ServiceNow’s revenue guidance for the fourth quarter was slightly above expectations. Notably, ServiceNow’s fourth-quarter subscription revenue guidance was $1.52 billion — $10 million higher than the analyst average, while the company’s forecast for billions — $2.31 billion — was on par with expectations.
Service Now said its service lets companies build more applications with fewer engineers. As CEO Bill McDermott told MarketWatch, “Around 500 million new applications will need to be built by enterprises over the next two and a half years. provides.
When ServiceNow reports fourth-quarter results on January 26, investors are expecting revenue of $1.6 billion — 28% more than a year ago. marketbeat,
To beat expectations, the company would need to forecast growth of more than 25% for the current year. how so? For 2022, investors expect ServiceNow’s revenue to grow 25% from $5.88 billion to $7.37 billion, according to analysts surveyed by Zacks.
ServiceNow Development Processes
Unlike hedge funds and other institutional investors, individuals who buy stocks are not judged on annual performance. Such individual investors can judge their success over longer time frames.
ServiceNow has been the winner on this basis. Specifically, I am researching 36 publicly traded technology companies. In the decade from 2010 to 2020, ServiceNow’s revenue topped the list — growing at an average annual rate of 59.2%, while its stock grew at a 44% year-on-year rate.

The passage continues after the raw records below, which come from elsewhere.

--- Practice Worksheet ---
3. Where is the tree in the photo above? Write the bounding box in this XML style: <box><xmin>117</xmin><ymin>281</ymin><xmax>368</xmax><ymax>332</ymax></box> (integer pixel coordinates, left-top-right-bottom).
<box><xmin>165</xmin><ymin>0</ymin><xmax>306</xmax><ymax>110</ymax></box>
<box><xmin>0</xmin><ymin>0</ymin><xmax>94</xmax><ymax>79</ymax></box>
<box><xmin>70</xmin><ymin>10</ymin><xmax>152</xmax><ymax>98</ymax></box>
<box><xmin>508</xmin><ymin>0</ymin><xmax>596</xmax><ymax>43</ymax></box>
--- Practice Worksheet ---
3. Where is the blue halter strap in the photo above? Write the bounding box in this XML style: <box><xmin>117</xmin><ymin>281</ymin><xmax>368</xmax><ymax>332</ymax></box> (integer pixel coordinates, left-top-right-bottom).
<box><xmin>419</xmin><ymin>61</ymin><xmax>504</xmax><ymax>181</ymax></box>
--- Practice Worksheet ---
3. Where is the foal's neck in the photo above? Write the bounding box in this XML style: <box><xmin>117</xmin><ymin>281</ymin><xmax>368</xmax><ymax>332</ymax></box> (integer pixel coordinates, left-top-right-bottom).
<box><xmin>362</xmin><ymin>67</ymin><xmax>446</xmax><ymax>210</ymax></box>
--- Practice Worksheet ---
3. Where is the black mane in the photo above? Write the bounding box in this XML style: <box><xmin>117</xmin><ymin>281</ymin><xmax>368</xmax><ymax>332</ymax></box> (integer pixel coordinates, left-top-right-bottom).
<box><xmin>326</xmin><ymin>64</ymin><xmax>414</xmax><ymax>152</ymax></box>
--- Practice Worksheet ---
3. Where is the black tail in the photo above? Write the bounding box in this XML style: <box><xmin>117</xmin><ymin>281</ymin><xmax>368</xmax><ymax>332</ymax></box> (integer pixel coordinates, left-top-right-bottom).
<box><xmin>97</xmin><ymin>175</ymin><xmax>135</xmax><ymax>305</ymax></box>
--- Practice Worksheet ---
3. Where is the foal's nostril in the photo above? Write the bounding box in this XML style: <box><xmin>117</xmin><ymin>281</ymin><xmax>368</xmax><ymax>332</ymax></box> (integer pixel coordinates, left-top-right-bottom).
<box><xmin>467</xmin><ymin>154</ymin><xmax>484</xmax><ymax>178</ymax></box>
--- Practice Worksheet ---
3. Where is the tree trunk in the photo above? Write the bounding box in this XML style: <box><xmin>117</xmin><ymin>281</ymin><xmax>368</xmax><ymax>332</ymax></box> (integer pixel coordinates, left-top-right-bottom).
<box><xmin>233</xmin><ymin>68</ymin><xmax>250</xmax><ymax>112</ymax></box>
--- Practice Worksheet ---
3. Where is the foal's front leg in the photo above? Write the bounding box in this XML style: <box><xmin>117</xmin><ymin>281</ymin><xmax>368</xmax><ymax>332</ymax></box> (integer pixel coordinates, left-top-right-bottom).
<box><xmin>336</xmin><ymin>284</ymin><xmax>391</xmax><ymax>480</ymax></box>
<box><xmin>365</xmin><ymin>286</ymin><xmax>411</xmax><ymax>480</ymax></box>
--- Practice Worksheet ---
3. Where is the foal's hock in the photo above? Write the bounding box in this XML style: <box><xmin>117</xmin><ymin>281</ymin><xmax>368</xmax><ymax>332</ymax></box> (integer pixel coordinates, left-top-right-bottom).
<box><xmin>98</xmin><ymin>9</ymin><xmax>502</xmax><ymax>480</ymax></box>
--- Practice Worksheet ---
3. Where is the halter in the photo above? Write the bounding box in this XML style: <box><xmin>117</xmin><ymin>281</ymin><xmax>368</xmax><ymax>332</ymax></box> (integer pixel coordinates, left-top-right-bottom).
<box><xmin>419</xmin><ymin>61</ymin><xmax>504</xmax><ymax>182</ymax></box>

ServiceNow performs four processes that contribute to its long-term growth. As I wrote in June 2021, these include:
- This creates compelling value for customers. For example, it helped Lloyds Banking Group’s Payments Operations unit to increase customer satisfaction by solving problems 70% faster, reducing errors and eliminating mundane tasks for agents. This kind of value creation helps Service Now win over new customers, keeps them from getting ahead of competitors, and helps them buy more services over time.
- It grows organically rather than acquired. ServiceNow has evolved to adapt its core service to new corporate departments. Specifically, it expanded its skills in managing workflows from IT service management to IT operations management and business management. If ServiceNow can sell more to its existing customers as it adds new ones, it should grow rapidly.
- Its culture attracts and inspires great talent. Innovation depends on hiring and motivating talented people and ServiceNow says it’s doing it well. Last June, McDermott told investors the company was hiring 3,000 new people. He also added, “Our employee engagement scores are rising. Our people are really happy and … poised to be the fastest growing SaaS company in the world.”
- It empowers people and holds them accountable. ServiceNow has a process to convert these skills into results. As CFO Gina Mustantuono told me, “Each employee’s job is tied to the strategy and priorities needed to achieve between $10 billion and $15 billion in revenue. Each person has three to five goals. which they relate to corporate priorities.”
What does all this mean for investors? If Wall Street analysts are worth their salt, Service Now stock trades at a 25% discount from its target price. If that means anything, you should be able to buy the shares now and enjoy a 36% return on your investment once the shares rise to that target price. WallstreetGen,
Later this month, we’ll see if ServiceNow can beat growth expectations and guidance above 25% could pop its stock. But the Fed’s announcement for even higher interest rates could drive ServiceNow stock down even further.